There is a great deal going on in our front.

There was a boy from Suffolk, of K.'s Army, in my ward who has only been out three weeks. He talked the most heavenly East Anglian—"I was agin the barn, and that fared to hit me"—all in the right sing-song.

A sergeant of the D.C.L.I. had a fearful shell wound in his thigh, which has gone wrong, and as the trouble is too high for amputation they will have their work cut out to save his life. They were getting out of the trench for a bayonet charge, and he had just collected his men when he was hit; so the officer "shook hands with him" and went on with the charge, leaving him and another man, wounded in the leg, in the trench. They stayed there several hours with no dressings on, sinking into the mud (can you wonder it has gone wrong?), until another man turned up and helped them out; then they walked to the Regimental Aid Post, 200 yards away, helped by the sound man. There they were dressed and had the anti-tetanus serum injection, and were taken by stretcher-bearers to the next Dressing Station, and thence by horse ambulance to the Field Ambulance, and then by motor ambulance to where we picked them up. There are lots of F.'s regiment wounded.

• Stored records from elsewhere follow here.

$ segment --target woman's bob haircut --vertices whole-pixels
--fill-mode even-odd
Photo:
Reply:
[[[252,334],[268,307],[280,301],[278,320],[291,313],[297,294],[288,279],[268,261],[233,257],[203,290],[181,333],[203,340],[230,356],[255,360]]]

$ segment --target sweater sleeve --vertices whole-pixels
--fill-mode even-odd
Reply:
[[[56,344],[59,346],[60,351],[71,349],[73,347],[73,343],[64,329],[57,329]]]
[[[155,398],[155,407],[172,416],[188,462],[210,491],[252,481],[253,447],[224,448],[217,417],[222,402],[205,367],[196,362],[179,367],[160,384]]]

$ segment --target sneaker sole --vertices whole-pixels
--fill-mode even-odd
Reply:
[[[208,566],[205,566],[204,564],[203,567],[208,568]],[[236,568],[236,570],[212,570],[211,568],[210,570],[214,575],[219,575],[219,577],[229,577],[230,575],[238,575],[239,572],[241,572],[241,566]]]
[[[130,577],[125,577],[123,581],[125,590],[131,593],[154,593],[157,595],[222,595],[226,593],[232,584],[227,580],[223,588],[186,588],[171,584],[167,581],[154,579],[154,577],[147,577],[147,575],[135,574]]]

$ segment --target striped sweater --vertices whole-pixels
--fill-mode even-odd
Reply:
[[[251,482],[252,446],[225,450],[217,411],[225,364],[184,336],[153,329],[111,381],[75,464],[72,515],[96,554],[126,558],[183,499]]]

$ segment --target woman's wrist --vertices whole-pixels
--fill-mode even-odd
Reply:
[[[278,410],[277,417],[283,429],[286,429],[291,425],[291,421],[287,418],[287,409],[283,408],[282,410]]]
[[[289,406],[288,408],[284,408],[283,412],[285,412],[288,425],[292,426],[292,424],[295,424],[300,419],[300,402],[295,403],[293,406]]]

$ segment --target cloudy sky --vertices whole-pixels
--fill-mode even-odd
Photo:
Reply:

Friday, February 19th.—We left B. at 5 a.m. to-day, and were delayed all the morning farther up by one of the usual French collisions. A guard had left his end of a train and was on the engine; so he never noticed that twelve empty trucks had come uncoupled and careered down a hill, where they were run into and crumpled up by a passenger train. The guard of that one was badly injured (fractured spine), but the passengers only shaken.

At St Omer Miss M. and Major T. and I were being shown over the Khaki Train when ours moved off. There was a wild stampede; the Khaki Train had all its doors locked, and we had miles to go inside to get out. Their orderlies shouted to ours to pull the communication cord—the only way of appealing to the distant engine; so it slowed down, and we clambered breathlessly on. We are side-tracked now at the jolly place of the Moor and the Wireless Lorries; probably move on in the night.

Saturday, February 20th, 9 p.m.—We've had a very unsatisfactory day, loading up at four different places, and still on our way down. I'm just going to lie down, to be called at 2 a.m. Now we're four: two go to bed for the whole night and the other two take the train for half the night when we have a light load, as to-day. If they are all bad cases, we have two on and two off for the two watches. We have some Indians on to-day, but most British, and not many blessés.

The other day a huge train of reinforcements got divided by mistake: the engine went off with all the officers, and the men had a joy-ride to themselves, invaded the cafés, where they sometimes get half poisoned, and in half an hour's time there was a big scrap among themselves, with fifty casualties. So the story runs.

A humane and fatherly orderly has just brought me a stone hot-water bottle for my feet as I write this in the rather freezing dispensary coach in the middle of the train, in between my rounds. All the worst cases and the Indians were put off at B., and the measles, mumps, and diphtherias, so there isn't much to do; some are snoring like an aeroplane.

Monday, February 22nd.—We got a short walk yesterday evening after unloading at Rouen. There was a glorious sunset over the bridge, and the lights just lighting up, and Rouen looked its beautifulest. We slept at Sotteville, and this morning Sister and I walked down the line into Rouen and saw the Paymaster and the Cathedral, and did some shopping, and had a boiled egg and real butter and tea for lunch, and came back in the tram. Sister S. is in bed with influenza.

The lengthening days and better weather are making a real difference to the gloom of things, and though there is a universal undercurrent of feeling that enormous sacrifices will have to be made, it seems to be shaping for a step farther on, and an ultimate return to sanity and peace. It is such a vast upheaval when you are in the middle of it, that you sometimes actually wonder if every one has gone mad, or who has gone mad, that all should be grimly working, toiling, slaving, from the firing line to the base, for more Destruction, and for more highly-finished and uninterrupted Destruction, in order to get Peace. And the men who pay the cost in intimate personal and individual suffering and in death are not the men who made the war.